Lawsuits Show Crypto KYC Can Help Recover Losses

One of the biggest issues virtually all crypto regulations seek to fix is the need to identify the parties in every transaction, which is difficult given that blockchain technology is specifically designed to be “trustless” in a way that allows owners and sellers to hide behind cryptographic pseudonyms.

While it will always be possible to hide behind cryptocurrencies’ private keys and wallet addresses with a little expertise and an unhosted wallet, it’s going to get harder and harder as know-your-customer (KYC) regulations kick in with the legislation elected officials and oversight agencies are writing in the U.S. and passing in the EU’s MiCA legislation.

See also: EU Agrees on Strong AML Checks for Crypto With an Exemption for Unhosted Wallets

But it does come with benefits, as a pair of top exchanges demonstrated this week. One was Coinbase, which accidentally priced one Georgian lari at $290 instead of $2.90 for customers off-ramping fiat held in their account wallets, CoinDesk reported on Sept. 2. that it is “taking action to retrieve the improperly withdrawn funds” from clients’ bank accounts.

The second was Crypto.com, which also had some decimal issues. Last May, the exchange alleges in a lawsuit, it sent a woman 10.5 million Australian dollars (about $7.1 million) when she tried to withdraw 100 Australian dollars. By the time they figured it out in February the woman had already spent more than 1.35 million on a house, it alleged in the Aug. 26 filing.

The firm has won a default judgment in its suit, CNBC reported on Sept. 1.

There are a couple of lessons to be drawn from the case that any company transacting in cryptocurrency should draw from these cases.

Irreversible

First, it highlights the impossibility of halting or reversing any transaction, so decimal point mistakes and other overpayments require the goodwill of the recipient. Which in turn requires the ability to identify the recipient.

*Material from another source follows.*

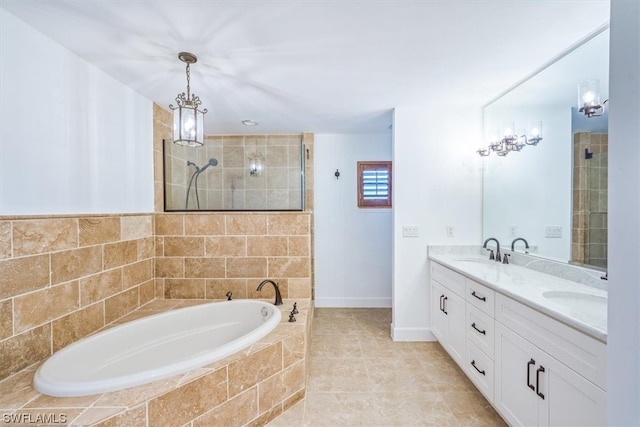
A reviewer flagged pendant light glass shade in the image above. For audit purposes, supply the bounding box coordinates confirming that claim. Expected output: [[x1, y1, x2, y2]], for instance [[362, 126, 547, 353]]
[[169, 52, 207, 147]]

While that does have the very big benefit of eliminating chargeback fraud, it works in the other direction. This means that there’s a very good reason to work with a crypto payments technology firm that has the capability to collect KYC personal identification data beyond complying with anti-money-laundering (AML) laws — which is plenty of reason all by itself.

See more: How Crypto Shields Merchants Against Chargeback Fraud

The reason Coinbase and Crypto.com were able to simply trace these losses and ask banks to freeze funds is because both collect the KYC data that made it possible. This is something that more than a few overseas and decentralized finance, or DeFi, exchanges and lending platforms don’t do.

Of course, because it was fiat currency, those exchange accounts were connected to bank accounts that offer another way to track people. But in the case of stablecoins or other cryptocurrencies, there would be no hope, and sometimes not even a way to inform the recipient of the mistake and ask for the funds back.

Beyond Money Laundering

Second, the cases highlight the value of KYC laws in general, which may (or may not) protect the personal data used for AML compliance from being used for marketing. Not only does it make transaction participants traceable, but it also does so without giving them the ability to demand chargebacks as there’s no third-party bank or credit card issuer to enforce them.

And longer term it will make everyone easier to trace, as the way blockchain security firms are able to trace pseudonymous users is by following the web of connections built by almost all crypto token transactions until one leads to a wallet address that has some KYC information.

Read more: Crypto Basics Series: Is Bitcoin Really Anonymous and How Can Law Enforcement Track It?

Sort of like how the people indicted recently for the 120,000-bitcoin (about $2.4 billion with bitcoin at $20,000) Bitfinex exchange heist in 2016 were tracked because one allegedly bought a $500 Walmart gift card — which required KYC information.

See here: Crypto Crime Series: Bitfinex Using $3.6B Seized in Hacking Arrests to Cover Shadow Banking Losses

But that also means that as a crypto owner touches more and more places requiring KYC, the more strands on that web may lead to the center

Finally, it highlights another effect of the lack of third-party financial middlemen: Any action you want to take to try and retrieve funds from a client who paid by crypto largely means going to court at this point.